Actualizado el 2 de oct de 2025, 03:18 a. m.
Cuando en una casa nadie pone orden, todo se desmadra. Se rompen los platos, se sube el volumen, se pelea por cualquier cosa. Y cuando alguien finalmente intenta restablecer el control, ya es tarde: el cansancio ha hecho mella, la confianza está quebrada y la ruina es evidente.
Así está Colombia hoy. No es solo un problema de gobierno, aunque buena parte del desorden proviene de ahí. Es un problema de ambiente: ruido permanente, ansiedad colectiva, decisiones erráticas. Un país que camina en sobresalto, sin pausas, sin dirección.
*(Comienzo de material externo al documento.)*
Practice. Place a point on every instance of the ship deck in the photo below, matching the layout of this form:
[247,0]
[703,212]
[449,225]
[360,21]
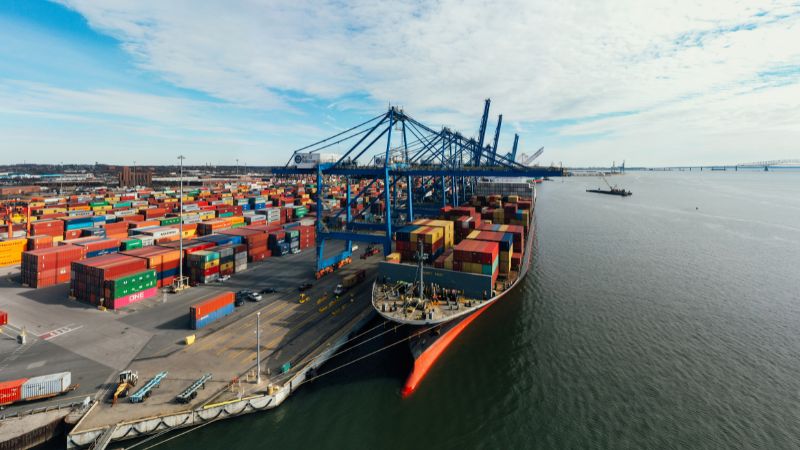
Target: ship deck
[394,302]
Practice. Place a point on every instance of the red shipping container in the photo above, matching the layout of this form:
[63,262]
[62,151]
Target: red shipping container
[206,307]
[11,391]
[51,227]
[72,234]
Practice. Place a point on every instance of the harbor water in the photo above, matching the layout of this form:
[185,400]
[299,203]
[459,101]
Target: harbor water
[668,319]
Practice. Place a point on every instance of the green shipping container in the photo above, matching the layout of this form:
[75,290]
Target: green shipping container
[131,284]
[130,244]
[204,256]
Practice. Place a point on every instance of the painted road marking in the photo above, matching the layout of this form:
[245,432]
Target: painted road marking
[59,332]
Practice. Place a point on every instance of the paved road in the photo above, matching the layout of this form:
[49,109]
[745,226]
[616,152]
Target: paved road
[65,335]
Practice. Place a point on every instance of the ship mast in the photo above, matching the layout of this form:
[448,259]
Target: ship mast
[420,258]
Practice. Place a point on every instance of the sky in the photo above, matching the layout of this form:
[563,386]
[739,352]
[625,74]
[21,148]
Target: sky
[593,82]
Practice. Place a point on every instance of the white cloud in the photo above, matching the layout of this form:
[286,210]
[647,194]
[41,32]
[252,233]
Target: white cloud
[682,65]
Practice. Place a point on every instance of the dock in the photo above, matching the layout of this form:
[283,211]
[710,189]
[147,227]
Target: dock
[297,333]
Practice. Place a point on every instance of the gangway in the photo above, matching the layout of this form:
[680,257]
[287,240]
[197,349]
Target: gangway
[145,391]
[190,392]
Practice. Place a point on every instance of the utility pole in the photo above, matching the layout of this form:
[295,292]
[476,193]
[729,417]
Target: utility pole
[258,347]
[180,226]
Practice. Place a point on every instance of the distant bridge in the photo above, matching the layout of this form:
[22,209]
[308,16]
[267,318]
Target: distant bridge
[776,162]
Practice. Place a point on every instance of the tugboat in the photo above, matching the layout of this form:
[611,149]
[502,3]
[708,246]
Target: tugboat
[611,190]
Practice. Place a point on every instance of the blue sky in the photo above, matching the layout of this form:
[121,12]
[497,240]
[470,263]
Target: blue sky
[141,80]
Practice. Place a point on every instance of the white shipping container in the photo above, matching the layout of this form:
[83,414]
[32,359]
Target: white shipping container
[46,385]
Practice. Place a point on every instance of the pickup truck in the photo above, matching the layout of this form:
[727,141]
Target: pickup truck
[350,281]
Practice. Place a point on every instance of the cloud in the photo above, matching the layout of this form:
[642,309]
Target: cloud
[538,60]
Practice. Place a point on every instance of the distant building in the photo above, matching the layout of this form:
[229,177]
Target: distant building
[18,190]
[142,177]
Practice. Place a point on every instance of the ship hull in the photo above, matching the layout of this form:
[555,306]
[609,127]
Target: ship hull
[428,343]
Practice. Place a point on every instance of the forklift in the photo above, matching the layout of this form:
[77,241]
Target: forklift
[127,380]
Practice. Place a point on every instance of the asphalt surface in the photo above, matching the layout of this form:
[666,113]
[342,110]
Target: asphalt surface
[66,335]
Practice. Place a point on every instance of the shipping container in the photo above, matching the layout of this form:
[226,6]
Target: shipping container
[46,385]
[11,391]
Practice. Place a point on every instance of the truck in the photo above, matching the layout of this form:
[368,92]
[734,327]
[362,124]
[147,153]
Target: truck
[350,281]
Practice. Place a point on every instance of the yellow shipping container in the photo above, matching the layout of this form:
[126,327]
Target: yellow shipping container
[447,227]
[11,251]
[448,262]
[505,262]
[393,257]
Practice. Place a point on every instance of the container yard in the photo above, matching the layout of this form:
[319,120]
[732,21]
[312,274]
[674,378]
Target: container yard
[167,307]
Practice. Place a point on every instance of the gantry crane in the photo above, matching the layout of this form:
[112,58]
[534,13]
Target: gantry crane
[438,167]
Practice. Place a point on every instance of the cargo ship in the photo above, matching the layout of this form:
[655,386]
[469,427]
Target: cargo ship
[447,272]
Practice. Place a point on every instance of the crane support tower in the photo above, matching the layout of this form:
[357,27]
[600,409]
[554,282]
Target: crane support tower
[416,169]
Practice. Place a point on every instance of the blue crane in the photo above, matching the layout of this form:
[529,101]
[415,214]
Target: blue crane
[438,167]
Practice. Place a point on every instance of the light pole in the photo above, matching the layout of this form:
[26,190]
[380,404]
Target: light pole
[180,226]
[258,347]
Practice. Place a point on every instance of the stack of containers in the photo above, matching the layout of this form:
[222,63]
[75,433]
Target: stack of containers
[87,281]
[11,391]
[273,215]
[39,242]
[49,266]
[130,244]
[206,312]
[479,257]
[203,266]
[277,243]
[226,259]
[447,226]
[505,242]
[117,230]
[123,290]
[159,234]
[222,239]
[164,261]
[240,258]
[307,236]
[48,227]
[212,226]
[11,251]
[292,238]
[96,246]
[445,260]
[407,242]
[255,219]
[257,203]
[255,241]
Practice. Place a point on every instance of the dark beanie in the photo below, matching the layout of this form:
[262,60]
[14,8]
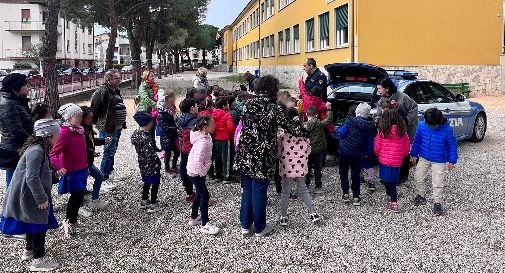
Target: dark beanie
[14,82]
[142,118]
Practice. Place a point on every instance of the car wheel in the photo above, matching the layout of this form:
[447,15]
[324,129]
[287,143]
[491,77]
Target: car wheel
[479,128]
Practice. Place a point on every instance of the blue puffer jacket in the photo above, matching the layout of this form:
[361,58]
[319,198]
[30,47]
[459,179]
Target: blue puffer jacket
[437,145]
[355,137]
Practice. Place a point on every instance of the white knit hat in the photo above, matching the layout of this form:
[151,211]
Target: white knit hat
[363,110]
[69,110]
[46,127]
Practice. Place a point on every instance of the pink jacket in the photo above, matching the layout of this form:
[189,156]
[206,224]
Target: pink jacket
[391,151]
[69,151]
[200,157]
[293,155]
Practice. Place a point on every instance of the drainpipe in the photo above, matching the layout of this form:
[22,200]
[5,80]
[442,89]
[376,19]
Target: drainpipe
[353,29]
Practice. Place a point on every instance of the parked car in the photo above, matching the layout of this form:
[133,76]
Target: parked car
[72,71]
[352,83]
[3,73]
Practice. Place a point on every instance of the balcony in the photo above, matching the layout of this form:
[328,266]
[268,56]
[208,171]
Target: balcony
[25,26]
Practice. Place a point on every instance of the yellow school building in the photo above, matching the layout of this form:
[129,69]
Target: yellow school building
[449,41]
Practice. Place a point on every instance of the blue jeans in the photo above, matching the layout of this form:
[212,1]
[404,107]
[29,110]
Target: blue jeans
[98,176]
[109,151]
[8,176]
[201,200]
[254,204]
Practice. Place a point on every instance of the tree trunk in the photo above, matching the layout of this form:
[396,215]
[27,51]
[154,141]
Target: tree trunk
[48,56]
[109,59]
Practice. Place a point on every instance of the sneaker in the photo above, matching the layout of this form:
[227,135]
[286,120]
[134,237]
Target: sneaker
[437,209]
[346,198]
[267,230]
[144,204]
[153,208]
[419,200]
[68,228]
[245,232]
[85,212]
[194,222]
[319,190]
[27,255]
[371,187]
[107,186]
[21,237]
[283,221]
[393,206]
[209,229]
[43,264]
[98,204]
[315,218]
[190,198]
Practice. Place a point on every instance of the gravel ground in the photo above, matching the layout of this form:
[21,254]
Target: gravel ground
[369,238]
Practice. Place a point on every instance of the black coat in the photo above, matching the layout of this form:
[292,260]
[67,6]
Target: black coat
[317,78]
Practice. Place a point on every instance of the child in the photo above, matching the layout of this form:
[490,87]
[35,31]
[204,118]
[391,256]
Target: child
[149,162]
[293,157]
[199,161]
[69,159]
[27,206]
[91,143]
[391,145]
[354,136]
[436,146]
[168,130]
[185,123]
[225,128]
[318,144]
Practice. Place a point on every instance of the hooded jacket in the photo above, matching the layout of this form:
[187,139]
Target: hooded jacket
[225,128]
[200,157]
[437,145]
[392,150]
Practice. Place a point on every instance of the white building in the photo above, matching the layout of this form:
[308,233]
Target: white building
[122,54]
[22,29]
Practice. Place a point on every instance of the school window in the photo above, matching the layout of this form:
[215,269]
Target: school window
[272,45]
[287,34]
[309,27]
[296,38]
[281,42]
[324,30]
[25,15]
[26,42]
[342,26]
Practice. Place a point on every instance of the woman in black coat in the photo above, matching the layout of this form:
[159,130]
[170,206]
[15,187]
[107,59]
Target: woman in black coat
[16,123]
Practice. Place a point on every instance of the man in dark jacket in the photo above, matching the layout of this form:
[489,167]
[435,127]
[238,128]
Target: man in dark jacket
[315,77]
[16,123]
[109,116]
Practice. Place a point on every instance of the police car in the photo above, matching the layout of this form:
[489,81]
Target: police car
[351,83]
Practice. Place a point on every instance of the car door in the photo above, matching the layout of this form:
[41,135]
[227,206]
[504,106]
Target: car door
[456,112]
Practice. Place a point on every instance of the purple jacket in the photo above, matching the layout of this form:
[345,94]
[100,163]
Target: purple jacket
[200,157]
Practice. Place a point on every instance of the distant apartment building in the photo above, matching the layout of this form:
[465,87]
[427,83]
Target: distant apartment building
[22,29]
El presidente Gustavo Petro ha sido, sin duda, el gran generador de este vértigo. Su forma de gobernar ha convertido la agenda pública en una sucesión frenética de propuestas insensatas, confrontaciones innecesarias y giros inesperados. Cada semana se anuncia algo nuevo: una constituyente, una marcha, un cambio de gabinete, una reforma sobre otra reforma. Y lo que se instala no es el debate, sino la confusión.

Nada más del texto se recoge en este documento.